I recall a friend telling me about this film within the last couple years - he had seen it somewhere and thought that the film was, in fact, "real". I remember thinking "Wow, that's incredible, I can't believe the kind of sh*t that happends in this country that you never hear about - it's unbelievable what our government can get away with". It's a relief to learn that this film is not, in fact, "real" - though there is so much in the film that feels authentic, and so much political turbulence in the contex/era in which it was made, I find it easy to stand behind my original reaction.

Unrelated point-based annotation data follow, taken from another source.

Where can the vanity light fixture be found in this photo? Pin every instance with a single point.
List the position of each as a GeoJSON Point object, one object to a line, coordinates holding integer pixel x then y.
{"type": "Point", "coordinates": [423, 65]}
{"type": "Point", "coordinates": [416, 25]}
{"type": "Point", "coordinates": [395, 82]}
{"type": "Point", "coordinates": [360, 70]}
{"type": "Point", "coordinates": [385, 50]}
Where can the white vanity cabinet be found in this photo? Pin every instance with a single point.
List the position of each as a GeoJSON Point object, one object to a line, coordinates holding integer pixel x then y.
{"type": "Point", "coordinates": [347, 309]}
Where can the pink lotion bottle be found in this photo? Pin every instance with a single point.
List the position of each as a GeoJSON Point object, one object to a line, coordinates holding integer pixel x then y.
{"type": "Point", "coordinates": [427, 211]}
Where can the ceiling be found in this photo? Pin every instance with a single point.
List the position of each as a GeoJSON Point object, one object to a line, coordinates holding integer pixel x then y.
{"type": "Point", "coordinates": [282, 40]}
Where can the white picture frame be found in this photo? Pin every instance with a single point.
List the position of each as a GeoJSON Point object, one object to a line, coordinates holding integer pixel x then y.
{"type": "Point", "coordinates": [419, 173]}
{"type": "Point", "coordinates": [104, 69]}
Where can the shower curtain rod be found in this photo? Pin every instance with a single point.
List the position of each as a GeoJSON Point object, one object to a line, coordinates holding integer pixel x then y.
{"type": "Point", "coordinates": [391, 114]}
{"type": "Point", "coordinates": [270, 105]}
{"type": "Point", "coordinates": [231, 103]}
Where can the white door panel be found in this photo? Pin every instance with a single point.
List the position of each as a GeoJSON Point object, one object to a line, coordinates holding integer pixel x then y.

Watkins has a true gift for making comletely compelling, well-crafted, and important films out of seemingly little more than a moral imperative. Watkins is staunchly and unwaveringly ant-violence and anti-war and believeds it is his (and everyone's) responsiblity to promote world peace; for this film, he turned his eye to the U.S. While the fictional part of the film is "about" a federal tribunal that questions American radicals, rebels, and draft-dodgers and documents their choice to attempt to survive punishment park rather than serve a prison sentence, it functions on an allegorical level as well. Watkins cast non-actors in the film, choosing people with leftist values, political activists, "hippies" etc. to play the roles of "radicals" in the film, and chose people who were or had been police officers or were in the military or government to play the roles of officers and the federal tribunal. Some of the characters were based on members of the Chicago Seven, some of the non-improvised lines of the police officers were mimicking lines that various journalists had quoted from police officers in high-profile riots across the county, and the blatant abusive nature of the police in the film is reminiscent of actions of officers at the Kent State protests and in the 1968 democratic convention. Much of the dialogue and action were improvised - so people were largely "playing" themselves and the tension in the film was very real, and as good as any a gauge or record of the tension between, and among, these groups at the time - and even today. So, while the film serves as a specific allegory for the Nixon-era U.S. political climate and the atrocities of Vietnam, there is a larger allegory at work too. That is, abuse of power, the irrationality of violence, the plight of the political minority in the realm of an abusive and violent majority, the silencing and criminilization of dissent, and the struggle for true freedom - sound familiar, doesn't it?